Accurate somatic variant detection from formalin fixed, paraffin embedded tissue (FFPE) derived WES and WGS by DeepOmicsFFPE-PLUS, a sequence context-based transformer
Journal:
bioRxiv
Published Date:
Feb 7, 2026
Abstract
Formalin-fixed paraffin-embedded (FFPE) tissues represent a vast archival resource for genomic studies, yet their utility remains constrained by fixation-induced DNA damage and subsequent sequencing artifacts. To comprehensively characterize and address this challenge, we analyzed matched FFPE and fresh-frozen tumor samples from two institutions, spanning different storage durations, DNA qualities, sequencing platforms (WES and WGS), exome capture kits, and somatic variant callers.
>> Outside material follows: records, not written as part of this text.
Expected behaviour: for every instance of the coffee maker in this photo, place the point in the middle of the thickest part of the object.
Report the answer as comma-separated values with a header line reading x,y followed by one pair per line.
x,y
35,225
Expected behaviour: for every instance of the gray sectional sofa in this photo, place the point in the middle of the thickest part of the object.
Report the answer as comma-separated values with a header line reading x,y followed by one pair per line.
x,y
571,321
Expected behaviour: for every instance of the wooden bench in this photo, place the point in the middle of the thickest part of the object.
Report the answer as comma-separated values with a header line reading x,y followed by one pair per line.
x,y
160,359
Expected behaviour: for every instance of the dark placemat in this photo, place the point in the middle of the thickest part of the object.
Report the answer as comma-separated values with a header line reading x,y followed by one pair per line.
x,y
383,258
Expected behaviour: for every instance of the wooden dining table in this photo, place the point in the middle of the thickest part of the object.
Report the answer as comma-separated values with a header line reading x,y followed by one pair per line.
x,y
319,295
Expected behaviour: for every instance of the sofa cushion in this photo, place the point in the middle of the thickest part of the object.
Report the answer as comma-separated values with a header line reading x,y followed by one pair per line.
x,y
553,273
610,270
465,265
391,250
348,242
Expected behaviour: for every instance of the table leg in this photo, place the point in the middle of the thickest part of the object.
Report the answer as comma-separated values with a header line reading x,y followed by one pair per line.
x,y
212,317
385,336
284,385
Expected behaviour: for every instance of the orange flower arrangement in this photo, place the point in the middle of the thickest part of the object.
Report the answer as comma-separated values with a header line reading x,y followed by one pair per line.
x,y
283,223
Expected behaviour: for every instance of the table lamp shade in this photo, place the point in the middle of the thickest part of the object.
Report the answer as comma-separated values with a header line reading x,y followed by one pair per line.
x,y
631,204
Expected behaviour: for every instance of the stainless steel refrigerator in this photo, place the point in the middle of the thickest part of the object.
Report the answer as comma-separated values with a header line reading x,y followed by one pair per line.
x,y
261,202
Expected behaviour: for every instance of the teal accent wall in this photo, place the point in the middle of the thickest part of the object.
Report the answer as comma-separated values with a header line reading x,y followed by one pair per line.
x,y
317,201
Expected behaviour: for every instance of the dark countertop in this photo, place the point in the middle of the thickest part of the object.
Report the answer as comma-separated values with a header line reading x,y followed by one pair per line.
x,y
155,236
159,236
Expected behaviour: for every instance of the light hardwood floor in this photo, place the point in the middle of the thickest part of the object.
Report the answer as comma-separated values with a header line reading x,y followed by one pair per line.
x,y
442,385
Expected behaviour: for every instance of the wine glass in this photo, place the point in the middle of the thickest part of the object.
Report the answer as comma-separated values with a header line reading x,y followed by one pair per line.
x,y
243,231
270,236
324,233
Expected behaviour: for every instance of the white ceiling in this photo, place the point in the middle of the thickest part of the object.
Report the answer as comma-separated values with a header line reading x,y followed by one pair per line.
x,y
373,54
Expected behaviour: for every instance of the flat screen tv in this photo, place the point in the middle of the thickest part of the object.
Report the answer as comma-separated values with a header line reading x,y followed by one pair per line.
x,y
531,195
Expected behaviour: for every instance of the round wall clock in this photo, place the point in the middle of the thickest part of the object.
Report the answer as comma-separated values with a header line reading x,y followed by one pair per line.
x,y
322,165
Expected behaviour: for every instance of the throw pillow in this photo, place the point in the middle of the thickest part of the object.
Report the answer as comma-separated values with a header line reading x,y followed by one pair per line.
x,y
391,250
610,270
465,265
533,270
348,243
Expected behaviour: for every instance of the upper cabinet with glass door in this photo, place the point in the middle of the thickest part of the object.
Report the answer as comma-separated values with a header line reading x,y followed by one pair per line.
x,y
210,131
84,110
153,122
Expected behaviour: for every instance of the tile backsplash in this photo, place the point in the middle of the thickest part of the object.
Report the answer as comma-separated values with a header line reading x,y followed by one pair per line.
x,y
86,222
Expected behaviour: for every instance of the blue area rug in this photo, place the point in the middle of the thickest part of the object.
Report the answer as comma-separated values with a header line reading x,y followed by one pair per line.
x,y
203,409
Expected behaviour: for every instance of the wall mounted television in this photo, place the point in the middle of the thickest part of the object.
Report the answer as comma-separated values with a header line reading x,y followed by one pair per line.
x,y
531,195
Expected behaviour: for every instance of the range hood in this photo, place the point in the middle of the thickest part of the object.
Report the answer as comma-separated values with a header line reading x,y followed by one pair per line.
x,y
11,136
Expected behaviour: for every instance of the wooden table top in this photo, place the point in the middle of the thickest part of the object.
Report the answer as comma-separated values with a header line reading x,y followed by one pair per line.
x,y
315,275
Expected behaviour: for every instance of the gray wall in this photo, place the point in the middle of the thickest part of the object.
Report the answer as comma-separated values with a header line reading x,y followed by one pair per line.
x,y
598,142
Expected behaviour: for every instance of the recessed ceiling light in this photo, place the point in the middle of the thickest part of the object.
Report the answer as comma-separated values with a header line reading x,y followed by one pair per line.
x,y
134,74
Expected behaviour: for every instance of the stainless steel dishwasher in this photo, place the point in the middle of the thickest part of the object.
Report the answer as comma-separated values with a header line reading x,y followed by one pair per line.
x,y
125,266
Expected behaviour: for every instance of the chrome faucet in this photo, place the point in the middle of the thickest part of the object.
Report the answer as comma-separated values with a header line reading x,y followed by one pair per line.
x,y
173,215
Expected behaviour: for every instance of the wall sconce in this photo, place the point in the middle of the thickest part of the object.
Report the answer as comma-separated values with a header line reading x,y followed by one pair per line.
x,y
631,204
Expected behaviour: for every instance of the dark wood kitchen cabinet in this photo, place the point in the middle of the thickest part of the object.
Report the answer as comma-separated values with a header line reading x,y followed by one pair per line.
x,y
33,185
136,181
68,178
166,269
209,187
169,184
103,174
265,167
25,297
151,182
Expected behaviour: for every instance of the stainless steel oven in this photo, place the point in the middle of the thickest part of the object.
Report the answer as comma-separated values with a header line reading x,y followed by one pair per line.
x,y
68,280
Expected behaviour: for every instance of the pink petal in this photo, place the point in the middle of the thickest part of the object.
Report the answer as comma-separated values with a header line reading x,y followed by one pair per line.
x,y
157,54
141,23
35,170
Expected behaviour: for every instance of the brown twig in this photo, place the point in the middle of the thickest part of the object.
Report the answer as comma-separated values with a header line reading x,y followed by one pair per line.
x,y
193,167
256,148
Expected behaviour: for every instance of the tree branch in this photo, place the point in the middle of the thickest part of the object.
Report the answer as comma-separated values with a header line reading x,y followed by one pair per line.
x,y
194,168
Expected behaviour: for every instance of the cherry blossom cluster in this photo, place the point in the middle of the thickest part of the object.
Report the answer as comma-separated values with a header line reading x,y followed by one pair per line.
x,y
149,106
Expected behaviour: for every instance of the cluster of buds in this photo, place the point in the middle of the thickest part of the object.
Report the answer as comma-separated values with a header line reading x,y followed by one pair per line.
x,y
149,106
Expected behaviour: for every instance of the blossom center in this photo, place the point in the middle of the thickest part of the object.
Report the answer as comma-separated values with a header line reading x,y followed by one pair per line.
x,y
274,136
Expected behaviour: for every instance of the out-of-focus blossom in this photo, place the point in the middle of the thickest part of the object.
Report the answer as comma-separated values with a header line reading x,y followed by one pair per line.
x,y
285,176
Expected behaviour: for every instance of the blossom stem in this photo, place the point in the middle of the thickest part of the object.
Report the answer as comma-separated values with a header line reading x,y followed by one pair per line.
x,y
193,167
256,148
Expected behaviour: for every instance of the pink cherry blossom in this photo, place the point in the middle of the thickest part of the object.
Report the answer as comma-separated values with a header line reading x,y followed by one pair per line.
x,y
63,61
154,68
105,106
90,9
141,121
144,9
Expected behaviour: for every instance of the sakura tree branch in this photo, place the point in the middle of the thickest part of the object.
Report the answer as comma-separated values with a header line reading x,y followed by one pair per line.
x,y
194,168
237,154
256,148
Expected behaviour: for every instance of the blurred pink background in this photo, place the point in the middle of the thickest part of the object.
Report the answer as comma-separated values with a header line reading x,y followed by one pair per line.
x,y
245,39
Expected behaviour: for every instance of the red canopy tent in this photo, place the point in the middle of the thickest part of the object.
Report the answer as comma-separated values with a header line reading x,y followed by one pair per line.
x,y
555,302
We found that FFPE-induced artifacts exhibit strong batch- and age-specific patterns, with a predominance of C:G>T:A substitutions, which particularly complicate the accurate identification of low allele frequency true variants. Enzymatic repair methods partially alleviated these artifacts but remained insufficient. To overcome these limitations, we developed DeepOmicsFFPE-PLUS(https://github.com/Theragen-Bio/DeepOmicsFFPE-PLUS), an advanced AI-based tool to accurately distinguish true somatic variants from FFPE-specific artifacts. DeepOmicsFFPE-PLUS demonstrated consistently superior performance across diverse conditions, achieving high sensitivity and specificity-even for low-frequency variants-outperforming existing tools. Application of our model to WGS data further enabled recovery of biologically relevant mutational signatures, including restoration of microsatellite instability (MSI)-associated signatures initially obscured by FFPE artifacts. Our findings underscore the necessity of artifact-aware variant calling in FFPE genomics and establish DeepOmicsFFPE-PLUS as a robust tool for artifact removal, enabling high-fidelity downstream analyses and personalized therapeutic target discovery.